[e2e] Inappropriate TCP Resets Considered Harmful

Alex C. Snoeren snoeren at lcs.mit.edu
Fri May 4 15:14:58 PDT 2001


Sally -

  I whole-heartedly agree with the spirit of the draft.  I wonder about
a particular suggestion, however:

   For firewalls that for some reason are required to reject traffic or
   options that they do not understand, this could be done without
   hindering the global deployment of new functionality in the Internet.
   For example, for firewalls that do not want to permit the use of
   Reserved flags in the TCP header, one possibility would be simply to
   clear these Reserved flags, without sending a reset [HPK01].

Depending on the semantics of the proposed use of the reserved flags
(which, of course, the firewall has no hope of knowing), this may be a
very dangerous operation.  It may be the case that these flags are not
idempotent, but instead interact with other portions of the packet.

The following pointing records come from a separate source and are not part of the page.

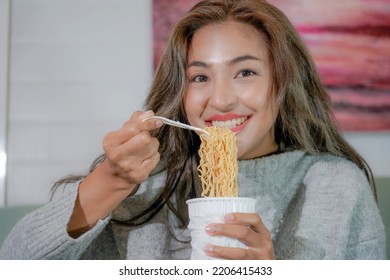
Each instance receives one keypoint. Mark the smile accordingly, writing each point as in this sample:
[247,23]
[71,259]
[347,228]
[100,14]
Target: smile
[230,123]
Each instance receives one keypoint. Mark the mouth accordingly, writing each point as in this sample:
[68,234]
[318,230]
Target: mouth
[232,124]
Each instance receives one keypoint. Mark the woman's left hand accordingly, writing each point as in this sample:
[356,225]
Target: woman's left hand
[250,230]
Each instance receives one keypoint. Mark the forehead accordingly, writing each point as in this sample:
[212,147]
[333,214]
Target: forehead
[227,40]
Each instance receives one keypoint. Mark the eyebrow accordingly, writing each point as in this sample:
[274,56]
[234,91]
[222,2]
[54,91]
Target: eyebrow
[229,62]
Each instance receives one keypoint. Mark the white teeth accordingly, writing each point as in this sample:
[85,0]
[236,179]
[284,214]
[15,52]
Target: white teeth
[230,123]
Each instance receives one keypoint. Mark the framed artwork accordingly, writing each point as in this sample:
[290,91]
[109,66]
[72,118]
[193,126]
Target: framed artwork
[349,41]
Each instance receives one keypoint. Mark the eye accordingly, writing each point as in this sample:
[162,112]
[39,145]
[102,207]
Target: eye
[199,79]
[245,73]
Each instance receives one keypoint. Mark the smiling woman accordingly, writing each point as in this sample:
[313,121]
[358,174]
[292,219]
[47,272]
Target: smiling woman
[231,86]
[236,64]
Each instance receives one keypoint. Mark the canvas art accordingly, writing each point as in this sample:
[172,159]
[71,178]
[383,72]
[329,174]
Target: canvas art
[349,41]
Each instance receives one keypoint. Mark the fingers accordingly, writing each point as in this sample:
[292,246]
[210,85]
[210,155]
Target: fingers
[131,128]
[131,151]
[247,228]
[234,253]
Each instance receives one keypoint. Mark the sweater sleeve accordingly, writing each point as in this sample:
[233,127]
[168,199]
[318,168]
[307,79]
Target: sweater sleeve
[43,234]
[339,217]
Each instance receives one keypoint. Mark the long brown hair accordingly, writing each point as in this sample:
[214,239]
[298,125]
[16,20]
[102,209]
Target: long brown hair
[305,119]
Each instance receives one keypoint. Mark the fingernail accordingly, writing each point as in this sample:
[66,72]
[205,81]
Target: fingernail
[229,217]
[211,229]
[148,113]
[159,123]
[209,249]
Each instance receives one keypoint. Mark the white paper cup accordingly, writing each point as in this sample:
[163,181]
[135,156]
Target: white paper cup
[203,211]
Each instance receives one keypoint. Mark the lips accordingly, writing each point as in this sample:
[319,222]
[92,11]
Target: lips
[229,124]
[231,121]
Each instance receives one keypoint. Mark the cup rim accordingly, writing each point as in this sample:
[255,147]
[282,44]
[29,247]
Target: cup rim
[206,199]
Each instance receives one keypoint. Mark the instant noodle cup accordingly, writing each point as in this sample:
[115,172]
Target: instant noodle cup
[203,211]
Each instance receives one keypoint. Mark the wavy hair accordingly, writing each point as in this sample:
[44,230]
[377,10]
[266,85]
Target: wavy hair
[305,120]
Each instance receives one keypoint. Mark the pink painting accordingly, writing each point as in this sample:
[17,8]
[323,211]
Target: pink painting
[349,41]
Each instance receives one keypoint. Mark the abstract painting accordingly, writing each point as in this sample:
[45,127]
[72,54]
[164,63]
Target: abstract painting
[349,41]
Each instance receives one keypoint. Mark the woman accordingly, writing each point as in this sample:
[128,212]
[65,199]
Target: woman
[236,64]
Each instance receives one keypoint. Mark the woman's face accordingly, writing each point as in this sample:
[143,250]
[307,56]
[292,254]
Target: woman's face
[229,85]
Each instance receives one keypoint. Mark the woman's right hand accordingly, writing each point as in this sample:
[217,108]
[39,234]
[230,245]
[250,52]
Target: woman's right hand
[131,152]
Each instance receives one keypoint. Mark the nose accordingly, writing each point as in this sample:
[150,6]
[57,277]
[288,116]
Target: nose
[223,97]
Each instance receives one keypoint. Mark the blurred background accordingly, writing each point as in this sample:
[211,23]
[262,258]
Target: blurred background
[73,70]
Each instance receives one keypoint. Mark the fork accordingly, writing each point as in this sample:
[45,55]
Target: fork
[177,124]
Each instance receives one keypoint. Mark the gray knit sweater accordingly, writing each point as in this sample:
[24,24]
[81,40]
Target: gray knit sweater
[316,207]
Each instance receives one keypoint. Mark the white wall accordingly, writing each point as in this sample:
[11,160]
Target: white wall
[4,39]
[78,68]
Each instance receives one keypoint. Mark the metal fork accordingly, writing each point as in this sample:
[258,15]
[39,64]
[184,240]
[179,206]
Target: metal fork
[177,124]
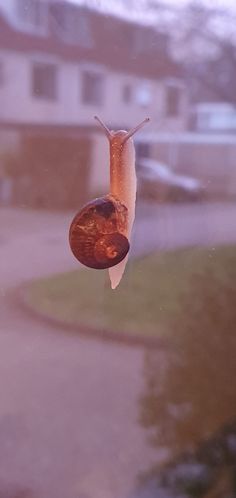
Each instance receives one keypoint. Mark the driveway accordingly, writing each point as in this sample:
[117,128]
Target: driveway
[69,406]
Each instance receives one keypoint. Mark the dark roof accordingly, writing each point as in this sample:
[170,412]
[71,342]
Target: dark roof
[116,43]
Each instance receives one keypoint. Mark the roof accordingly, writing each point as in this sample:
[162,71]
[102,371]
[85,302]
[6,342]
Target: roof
[115,43]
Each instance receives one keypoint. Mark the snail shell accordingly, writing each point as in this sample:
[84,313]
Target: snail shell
[97,233]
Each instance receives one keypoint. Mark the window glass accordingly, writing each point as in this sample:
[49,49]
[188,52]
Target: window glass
[172,101]
[31,12]
[92,88]
[44,81]
[1,73]
[127,93]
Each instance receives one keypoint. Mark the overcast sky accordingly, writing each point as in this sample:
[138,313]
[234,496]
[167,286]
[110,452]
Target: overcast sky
[123,7]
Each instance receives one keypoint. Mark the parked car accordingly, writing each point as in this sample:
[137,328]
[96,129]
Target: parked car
[157,181]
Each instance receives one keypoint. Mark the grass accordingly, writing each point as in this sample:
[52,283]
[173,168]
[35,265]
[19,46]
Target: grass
[149,299]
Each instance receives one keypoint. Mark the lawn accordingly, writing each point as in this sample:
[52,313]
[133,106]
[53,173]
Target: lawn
[150,299]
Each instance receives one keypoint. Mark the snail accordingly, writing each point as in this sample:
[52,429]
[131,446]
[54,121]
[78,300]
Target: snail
[100,232]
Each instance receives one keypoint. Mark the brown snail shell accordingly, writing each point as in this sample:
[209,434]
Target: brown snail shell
[97,233]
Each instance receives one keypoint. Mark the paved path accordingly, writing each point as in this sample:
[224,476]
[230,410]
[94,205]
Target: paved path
[69,407]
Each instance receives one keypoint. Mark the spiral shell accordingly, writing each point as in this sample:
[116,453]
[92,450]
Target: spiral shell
[97,233]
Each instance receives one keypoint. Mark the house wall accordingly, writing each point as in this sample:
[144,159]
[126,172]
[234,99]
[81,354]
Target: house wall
[18,105]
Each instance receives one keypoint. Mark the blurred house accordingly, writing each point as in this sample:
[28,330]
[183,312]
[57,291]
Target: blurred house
[60,64]
[214,117]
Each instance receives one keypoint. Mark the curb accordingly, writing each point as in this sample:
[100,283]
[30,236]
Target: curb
[19,297]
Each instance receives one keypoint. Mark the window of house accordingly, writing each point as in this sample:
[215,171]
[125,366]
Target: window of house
[92,88]
[172,100]
[44,81]
[143,95]
[1,74]
[126,93]
[31,12]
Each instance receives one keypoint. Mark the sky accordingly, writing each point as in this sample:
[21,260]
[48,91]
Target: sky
[119,7]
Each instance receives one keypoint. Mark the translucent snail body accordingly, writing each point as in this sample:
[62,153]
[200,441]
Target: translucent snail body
[100,233]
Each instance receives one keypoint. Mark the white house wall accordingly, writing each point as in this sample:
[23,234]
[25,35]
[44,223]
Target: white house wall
[17,105]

While, for the particular case of ECN this has no negative impact, it
may for other extensions.  One could imagine, for example, negotiating a
TCP option which would allow the signaling of an important condition
using the reserved bits.  A firewall that selectively edits a packet,
possibly including non-SYN packets, (in this case, zeroing the reserved
bits, but passing through unknown options) could wreck havoc.  The end
points would successfully negotiate the new option, unaware any attempt
to use the bits to signal would silently be suppressed by the firewall.

Hence, while I know of no particular proposed extension that this would
break, I am loath to recommend the silent editing of packets in
flight--this seems equally non-compliant.